Challenges and Prospects of Building Thermal Insulation Coatings in the Low-Carbon Transition

Abstract

Global building energy consumption accounts for approximately 35% of total energy use, with its full-life-cycle carbon emissions emerging as a critical factor in achieving carbon peaking and neutrality goals. In China, for instance, operational building carbon emissions exceed 50% of the national total, while thermal losses through building envelopes in extreme climate zones like Xinjiang contribute over 50% of total energy consumption, underscoring the pivotal role of thermal insulation coatings in energy conservation. This review systematically examines conventional thermal insulation coating systems—including barrier-, reflective-, and radiative-type technologies—based on their porous structural optimization, high-refractive-index filler composites, and atmospheric window spectral regulation mechanisms. It further introduces emerging functional coatings: phase-change types utilizing microencapsulation to address leakage constraints, bioinspired coatings mimicking biological thermal management through hierarchical micro-nano structures, eco-friendly variants employing bio-based materials to reduce environmental impact, and transparent coatings balancing optical transparency with thermal insulation via nanocomposite engineering.
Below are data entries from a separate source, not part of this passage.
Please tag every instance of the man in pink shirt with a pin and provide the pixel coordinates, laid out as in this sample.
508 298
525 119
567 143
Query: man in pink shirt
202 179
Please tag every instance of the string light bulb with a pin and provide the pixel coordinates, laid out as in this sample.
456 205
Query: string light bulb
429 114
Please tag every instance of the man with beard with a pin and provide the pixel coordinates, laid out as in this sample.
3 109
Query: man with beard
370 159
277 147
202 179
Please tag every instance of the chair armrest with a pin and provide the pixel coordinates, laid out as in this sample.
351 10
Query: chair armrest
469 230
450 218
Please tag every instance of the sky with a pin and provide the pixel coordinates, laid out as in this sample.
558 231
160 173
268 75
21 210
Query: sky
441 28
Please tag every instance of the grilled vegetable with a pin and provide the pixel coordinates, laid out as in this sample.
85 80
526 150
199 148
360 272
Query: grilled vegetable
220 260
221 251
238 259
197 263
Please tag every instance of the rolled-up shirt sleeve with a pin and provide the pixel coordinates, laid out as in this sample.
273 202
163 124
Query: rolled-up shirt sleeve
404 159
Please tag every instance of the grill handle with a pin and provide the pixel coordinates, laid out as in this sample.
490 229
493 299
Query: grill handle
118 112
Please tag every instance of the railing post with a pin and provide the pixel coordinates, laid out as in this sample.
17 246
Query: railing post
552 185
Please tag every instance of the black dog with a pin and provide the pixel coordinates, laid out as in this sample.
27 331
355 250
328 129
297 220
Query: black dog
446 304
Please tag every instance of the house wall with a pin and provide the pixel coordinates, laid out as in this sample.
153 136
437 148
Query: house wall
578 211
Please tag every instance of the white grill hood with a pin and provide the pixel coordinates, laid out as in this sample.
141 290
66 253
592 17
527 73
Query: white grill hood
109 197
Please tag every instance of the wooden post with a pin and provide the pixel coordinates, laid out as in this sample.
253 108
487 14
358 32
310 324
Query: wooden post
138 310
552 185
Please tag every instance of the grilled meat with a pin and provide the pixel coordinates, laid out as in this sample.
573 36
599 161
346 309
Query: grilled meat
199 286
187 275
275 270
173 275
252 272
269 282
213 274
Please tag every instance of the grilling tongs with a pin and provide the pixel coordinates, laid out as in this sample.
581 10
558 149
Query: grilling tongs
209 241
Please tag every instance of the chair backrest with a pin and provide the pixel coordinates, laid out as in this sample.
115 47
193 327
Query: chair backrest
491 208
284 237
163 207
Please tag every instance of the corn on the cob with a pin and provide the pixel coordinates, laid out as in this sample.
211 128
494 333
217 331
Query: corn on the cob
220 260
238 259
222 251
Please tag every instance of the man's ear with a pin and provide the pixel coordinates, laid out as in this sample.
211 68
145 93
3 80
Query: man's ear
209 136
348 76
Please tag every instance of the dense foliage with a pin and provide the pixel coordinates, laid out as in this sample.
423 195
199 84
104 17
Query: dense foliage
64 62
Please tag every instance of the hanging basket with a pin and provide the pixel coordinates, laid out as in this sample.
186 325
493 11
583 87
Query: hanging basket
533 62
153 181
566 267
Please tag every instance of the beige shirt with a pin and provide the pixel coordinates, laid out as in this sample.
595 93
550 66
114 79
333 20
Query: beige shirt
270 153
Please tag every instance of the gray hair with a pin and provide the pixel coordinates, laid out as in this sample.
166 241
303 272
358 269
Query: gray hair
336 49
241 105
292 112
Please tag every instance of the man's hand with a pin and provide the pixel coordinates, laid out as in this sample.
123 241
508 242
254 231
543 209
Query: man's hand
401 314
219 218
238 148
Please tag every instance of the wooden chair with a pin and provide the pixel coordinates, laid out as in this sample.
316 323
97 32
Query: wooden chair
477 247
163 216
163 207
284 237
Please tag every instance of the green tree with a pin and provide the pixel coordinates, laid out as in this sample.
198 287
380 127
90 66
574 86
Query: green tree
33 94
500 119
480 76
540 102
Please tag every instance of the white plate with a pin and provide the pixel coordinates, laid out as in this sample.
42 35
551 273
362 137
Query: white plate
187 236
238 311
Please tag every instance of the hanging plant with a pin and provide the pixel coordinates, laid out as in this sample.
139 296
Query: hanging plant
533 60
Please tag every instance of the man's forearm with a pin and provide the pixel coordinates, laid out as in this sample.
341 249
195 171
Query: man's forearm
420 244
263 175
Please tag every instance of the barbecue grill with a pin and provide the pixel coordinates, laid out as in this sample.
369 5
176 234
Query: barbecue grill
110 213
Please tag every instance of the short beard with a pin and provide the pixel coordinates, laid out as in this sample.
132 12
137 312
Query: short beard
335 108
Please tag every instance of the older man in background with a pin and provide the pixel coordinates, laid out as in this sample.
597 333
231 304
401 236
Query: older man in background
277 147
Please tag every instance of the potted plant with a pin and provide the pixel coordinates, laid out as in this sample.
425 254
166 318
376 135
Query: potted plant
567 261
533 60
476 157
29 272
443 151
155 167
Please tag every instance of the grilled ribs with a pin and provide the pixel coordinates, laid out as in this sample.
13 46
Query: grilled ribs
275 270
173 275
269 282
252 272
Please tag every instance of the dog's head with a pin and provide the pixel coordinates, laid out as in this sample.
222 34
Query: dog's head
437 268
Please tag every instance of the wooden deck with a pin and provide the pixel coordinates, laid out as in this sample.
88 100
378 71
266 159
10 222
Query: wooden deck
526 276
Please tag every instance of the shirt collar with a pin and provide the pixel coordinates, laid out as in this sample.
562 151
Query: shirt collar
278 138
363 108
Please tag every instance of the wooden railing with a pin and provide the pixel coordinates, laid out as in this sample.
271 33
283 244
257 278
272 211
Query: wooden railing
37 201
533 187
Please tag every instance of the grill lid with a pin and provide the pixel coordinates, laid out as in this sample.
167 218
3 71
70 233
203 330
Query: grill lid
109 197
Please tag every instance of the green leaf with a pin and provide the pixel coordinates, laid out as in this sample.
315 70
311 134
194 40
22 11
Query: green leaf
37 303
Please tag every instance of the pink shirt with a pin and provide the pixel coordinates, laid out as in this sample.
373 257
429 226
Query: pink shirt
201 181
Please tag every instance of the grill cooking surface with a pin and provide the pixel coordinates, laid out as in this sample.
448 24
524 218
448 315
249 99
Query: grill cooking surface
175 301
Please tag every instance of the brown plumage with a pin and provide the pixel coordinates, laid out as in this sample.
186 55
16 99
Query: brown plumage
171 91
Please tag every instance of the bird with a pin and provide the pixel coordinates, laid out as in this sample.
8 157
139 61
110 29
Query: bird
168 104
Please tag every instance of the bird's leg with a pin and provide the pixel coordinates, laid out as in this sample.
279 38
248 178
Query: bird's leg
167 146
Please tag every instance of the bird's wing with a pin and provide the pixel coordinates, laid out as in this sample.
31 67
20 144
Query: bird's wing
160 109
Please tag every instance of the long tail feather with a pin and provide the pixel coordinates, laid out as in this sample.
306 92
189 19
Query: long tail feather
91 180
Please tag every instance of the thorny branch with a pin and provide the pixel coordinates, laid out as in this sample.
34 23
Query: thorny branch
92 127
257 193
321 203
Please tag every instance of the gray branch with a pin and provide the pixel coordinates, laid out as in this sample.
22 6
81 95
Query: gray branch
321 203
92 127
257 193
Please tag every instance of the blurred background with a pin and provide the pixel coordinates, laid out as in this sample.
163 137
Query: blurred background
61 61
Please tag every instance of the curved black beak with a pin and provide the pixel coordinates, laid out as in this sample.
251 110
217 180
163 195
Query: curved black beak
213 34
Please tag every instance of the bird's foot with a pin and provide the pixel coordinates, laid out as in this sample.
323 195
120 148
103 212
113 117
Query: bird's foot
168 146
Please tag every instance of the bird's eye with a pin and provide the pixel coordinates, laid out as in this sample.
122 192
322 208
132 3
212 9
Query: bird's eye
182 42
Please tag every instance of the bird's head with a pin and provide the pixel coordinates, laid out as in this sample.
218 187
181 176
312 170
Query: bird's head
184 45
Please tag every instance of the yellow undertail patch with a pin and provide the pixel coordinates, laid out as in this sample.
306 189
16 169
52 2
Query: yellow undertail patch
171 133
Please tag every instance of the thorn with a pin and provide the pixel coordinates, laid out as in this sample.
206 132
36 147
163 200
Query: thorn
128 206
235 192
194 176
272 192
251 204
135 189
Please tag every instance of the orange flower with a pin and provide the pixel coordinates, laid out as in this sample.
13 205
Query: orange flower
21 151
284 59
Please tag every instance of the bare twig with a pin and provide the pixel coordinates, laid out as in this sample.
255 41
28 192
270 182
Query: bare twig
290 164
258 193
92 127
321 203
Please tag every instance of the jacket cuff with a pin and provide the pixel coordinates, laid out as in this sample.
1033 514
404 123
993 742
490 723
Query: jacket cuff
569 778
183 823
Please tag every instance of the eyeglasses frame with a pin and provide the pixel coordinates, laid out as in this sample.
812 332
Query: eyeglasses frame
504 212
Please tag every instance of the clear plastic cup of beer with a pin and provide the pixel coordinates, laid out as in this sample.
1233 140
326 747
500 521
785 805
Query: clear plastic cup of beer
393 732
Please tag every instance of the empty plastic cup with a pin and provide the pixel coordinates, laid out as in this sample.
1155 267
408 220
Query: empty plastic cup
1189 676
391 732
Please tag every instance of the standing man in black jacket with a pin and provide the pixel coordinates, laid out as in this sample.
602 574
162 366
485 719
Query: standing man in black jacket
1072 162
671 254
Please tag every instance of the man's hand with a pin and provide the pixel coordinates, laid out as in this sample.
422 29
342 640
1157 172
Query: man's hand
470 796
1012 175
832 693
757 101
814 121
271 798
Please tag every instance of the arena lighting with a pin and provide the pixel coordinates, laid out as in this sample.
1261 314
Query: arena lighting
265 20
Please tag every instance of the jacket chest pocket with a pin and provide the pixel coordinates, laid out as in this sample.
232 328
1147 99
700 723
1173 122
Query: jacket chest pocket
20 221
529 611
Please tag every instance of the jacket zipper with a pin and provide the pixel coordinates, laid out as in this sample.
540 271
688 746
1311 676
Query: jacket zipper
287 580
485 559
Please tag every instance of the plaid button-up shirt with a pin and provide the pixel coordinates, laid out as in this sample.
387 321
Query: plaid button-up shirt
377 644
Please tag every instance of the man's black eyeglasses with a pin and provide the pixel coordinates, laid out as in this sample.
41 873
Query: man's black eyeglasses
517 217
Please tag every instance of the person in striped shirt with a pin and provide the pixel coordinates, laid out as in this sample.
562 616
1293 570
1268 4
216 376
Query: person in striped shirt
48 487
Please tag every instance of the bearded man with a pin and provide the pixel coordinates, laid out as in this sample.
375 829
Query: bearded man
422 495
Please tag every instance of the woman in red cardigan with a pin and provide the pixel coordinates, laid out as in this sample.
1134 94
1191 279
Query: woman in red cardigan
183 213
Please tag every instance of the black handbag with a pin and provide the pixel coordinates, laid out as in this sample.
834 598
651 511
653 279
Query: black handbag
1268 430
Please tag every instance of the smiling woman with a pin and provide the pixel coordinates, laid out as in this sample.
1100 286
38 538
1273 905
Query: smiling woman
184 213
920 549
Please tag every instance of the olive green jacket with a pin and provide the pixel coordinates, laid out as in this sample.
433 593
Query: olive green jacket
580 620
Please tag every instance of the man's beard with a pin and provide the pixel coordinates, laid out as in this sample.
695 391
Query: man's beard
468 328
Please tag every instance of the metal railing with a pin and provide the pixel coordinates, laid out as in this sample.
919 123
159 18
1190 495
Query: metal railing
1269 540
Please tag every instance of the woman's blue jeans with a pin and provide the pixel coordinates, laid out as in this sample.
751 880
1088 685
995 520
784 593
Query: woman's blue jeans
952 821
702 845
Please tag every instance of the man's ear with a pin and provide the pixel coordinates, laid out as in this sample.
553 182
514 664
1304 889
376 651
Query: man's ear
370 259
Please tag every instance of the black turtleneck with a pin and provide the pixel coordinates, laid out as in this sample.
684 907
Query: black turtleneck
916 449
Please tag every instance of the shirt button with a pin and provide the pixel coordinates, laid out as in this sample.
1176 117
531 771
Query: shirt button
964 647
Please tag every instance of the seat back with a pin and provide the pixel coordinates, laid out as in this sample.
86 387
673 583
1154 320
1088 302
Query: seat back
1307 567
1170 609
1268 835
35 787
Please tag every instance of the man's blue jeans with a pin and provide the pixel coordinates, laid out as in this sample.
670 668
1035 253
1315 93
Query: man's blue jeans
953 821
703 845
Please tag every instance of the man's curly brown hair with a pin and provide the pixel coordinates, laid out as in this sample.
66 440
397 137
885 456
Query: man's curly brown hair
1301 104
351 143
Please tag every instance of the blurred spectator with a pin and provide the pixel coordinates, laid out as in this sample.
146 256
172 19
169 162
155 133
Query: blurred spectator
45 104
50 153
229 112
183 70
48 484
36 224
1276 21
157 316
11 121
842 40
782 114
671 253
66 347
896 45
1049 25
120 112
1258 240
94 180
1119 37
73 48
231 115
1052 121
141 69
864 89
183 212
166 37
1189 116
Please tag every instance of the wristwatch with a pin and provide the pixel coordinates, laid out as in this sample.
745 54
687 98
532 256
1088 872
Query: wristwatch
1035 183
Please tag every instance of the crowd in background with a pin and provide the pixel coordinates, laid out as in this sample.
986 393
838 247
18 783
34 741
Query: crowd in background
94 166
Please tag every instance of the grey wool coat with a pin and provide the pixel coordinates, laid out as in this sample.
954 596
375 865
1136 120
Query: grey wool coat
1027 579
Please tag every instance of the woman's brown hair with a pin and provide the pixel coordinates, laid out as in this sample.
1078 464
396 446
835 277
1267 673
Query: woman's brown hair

However, current systems face persistent challenges including multi-scale interfacial instability, process cost-effectiveness limitations, and insufficient cross-climate service performance databases. Future research must prioritize breakthroughs in dynamic thermal-responsive smart materials, high-throughput directional assembly processes, and innovative full-life-cycle carbon accounting methodologies. These advancements will promote the evolution of building energy efficiency toward adaptive regulation and ecological sustainability, offering systematic solutions to support global carbon neutrality objectives.